Be A Chicken

By

Reverend Litton Logan

March 4, 2007

 

Scriptures:

Luke 13:31-35 (NRSV)

31At that very hour some Pharisees came and said to him, “Get away from here, for Herod wants to kill you.” 32He said to them, “Go and tell that fox for me, ‘Listen, I am casting out demons and performing cures today and tomorrow, and on the third day I finish my work. 33Yet today, tomorrow, and the next day I must be on my way, because it is impossible for a prophet to be killed outside of Jerusalem.’ 34Jerusalem, Jerusalem, the city that kills the prophets and stones those who are sent to it! How often have I desired to gather your children together as a hen gathers her brood under her wings, and you were not willing! 35See, your house is left to you. And I tell you, you will not see me until the time comes when you say, ‘Blessed is the one who comes in the name of the Lord.’”

 

Sermon:

As a youngster, my Sundays were full of routines.  We routinely went to Sunday School and church; we routinely went to my grandmother’s for Sunday lunch. Sunday afternoons my brother, after he was around five or so, and I routinely went to Rome, MS with my grandparents to visit my great grandfather Logan.  Great grandfather Logan lived just outside of Rome, MS on the forty-acres he and great grandmother Logan bought shortly after they were married.

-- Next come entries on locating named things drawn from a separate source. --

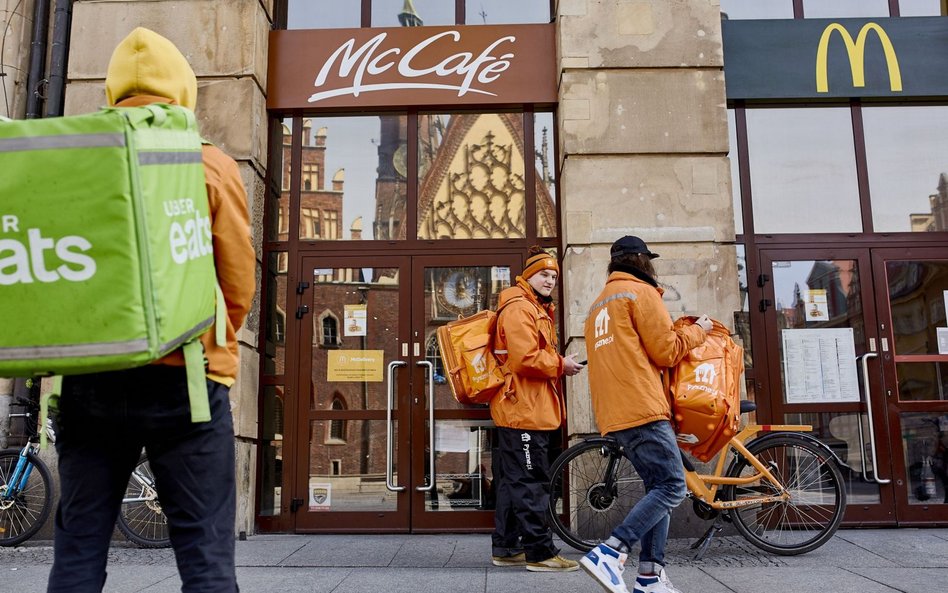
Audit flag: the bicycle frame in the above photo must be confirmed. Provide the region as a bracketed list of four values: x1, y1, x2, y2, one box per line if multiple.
[685, 424, 813, 511]
[0, 443, 33, 504]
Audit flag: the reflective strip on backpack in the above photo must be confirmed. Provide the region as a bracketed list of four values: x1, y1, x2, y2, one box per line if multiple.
[138, 151, 203, 165]
[0, 339, 148, 360]
[589, 292, 638, 315]
[0, 134, 125, 152]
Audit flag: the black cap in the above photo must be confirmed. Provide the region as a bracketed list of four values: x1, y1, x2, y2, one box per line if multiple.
[610, 235, 658, 259]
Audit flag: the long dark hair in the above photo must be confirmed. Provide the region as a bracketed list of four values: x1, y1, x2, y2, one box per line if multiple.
[608, 253, 658, 280]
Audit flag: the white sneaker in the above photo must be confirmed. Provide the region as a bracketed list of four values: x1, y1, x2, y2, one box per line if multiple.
[579, 544, 628, 593]
[632, 568, 681, 593]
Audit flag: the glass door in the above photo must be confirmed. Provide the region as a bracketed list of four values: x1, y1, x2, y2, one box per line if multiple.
[872, 248, 948, 525]
[288, 252, 522, 532]
[287, 256, 411, 532]
[757, 249, 896, 524]
[411, 253, 522, 531]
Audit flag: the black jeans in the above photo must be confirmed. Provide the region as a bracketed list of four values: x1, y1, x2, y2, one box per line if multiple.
[491, 427, 559, 562]
[47, 365, 238, 593]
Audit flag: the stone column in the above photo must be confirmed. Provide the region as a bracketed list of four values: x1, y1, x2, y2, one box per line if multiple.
[0, 0, 33, 119]
[65, 0, 273, 533]
[557, 0, 739, 437]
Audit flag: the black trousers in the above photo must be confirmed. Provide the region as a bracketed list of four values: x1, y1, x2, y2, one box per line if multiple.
[491, 427, 559, 562]
[47, 365, 238, 593]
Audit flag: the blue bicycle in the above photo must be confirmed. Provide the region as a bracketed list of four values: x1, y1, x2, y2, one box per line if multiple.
[0, 397, 171, 548]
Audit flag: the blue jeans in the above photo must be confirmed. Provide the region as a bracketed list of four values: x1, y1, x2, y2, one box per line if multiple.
[47, 365, 238, 593]
[612, 420, 687, 572]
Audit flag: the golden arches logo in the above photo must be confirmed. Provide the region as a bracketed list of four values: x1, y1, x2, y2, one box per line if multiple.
[816, 23, 902, 93]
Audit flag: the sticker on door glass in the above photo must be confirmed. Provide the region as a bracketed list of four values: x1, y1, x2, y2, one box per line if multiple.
[781, 327, 859, 404]
[326, 350, 385, 383]
[309, 479, 332, 511]
[343, 305, 368, 336]
[806, 288, 829, 321]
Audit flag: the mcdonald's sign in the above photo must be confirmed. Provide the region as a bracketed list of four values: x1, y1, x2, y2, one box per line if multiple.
[722, 17, 948, 99]
[816, 23, 902, 93]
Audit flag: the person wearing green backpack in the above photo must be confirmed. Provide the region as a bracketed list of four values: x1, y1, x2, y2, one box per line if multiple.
[47, 28, 255, 593]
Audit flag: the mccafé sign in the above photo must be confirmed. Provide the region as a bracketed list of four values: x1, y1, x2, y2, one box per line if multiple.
[722, 17, 948, 99]
[267, 25, 556, 111]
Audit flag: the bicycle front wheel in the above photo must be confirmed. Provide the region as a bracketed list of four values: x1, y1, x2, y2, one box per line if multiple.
[0, 449, 53, 546]
[725, 434, 846, 556]
[549, 438, 645, 552]
[118, 455, 171, 548]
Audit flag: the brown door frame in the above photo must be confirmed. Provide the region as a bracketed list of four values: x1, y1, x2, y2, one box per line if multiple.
[871, 247, 948, 526]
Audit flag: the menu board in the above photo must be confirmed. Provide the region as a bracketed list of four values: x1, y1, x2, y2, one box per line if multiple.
[782, 327, 860, 404]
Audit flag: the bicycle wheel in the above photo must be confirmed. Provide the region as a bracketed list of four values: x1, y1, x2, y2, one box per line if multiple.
[549, 438, 645, 552]
[118, 455, 171, 548]
[725, 434, 846, 556]
[0, 449, 53, 546]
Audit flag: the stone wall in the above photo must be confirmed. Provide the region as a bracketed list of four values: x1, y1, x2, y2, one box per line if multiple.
[557, 0, 738, 437]
[65, 0, 273, 533]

I remember one afternoon at grandpas as my brother and I sat on the back door steps watching a mother hen and her brood scratching in the dirt near the cane patch.  The little chicks were cute and fun to watch as they pecked and scurried around busily discovering their world.

          Out of the corner of my eye, I caught a glimpse of movement in a stand of cane near the barn and noticed a grey tomcat moving toward the chicks in a low, stalking crouch. About the time I was going to yell at the cat and throw something at him the mother hen noticed the cat. She went into high gear, flapping her wings, squawking, rearing up, and spurring at the cat. She charged the cat and landed atop his head, pecking and squawking to beat the band.  The cat retreated through the cane with the hen on his back. The cat eventually drug the hen off his back in the thickest part of the cane.  My brother and I laughed at this scene until our sides ached.  It wasn’t until many years later in seminary as I studied the book of Luke and recalling the incident of the hen and the cat that I fully appreciated the analogy of God as a protective hen.

          Once the danger was gone, the hen returned to her brood that had scattered at first warning.  The hen clucked and all but one chick hurried to her and ducked under her wings.  This one little chick stood fixed behind a watering jar staring at the ground. Mother moved toward the terrified chick with all these little yellow, peeping chicks darting in and out from under her.  The hen with soft clucking sounds hovered over the frozen and transfixed chick and gently lowered herself and brought the chick and its siblings back under her protective wings. 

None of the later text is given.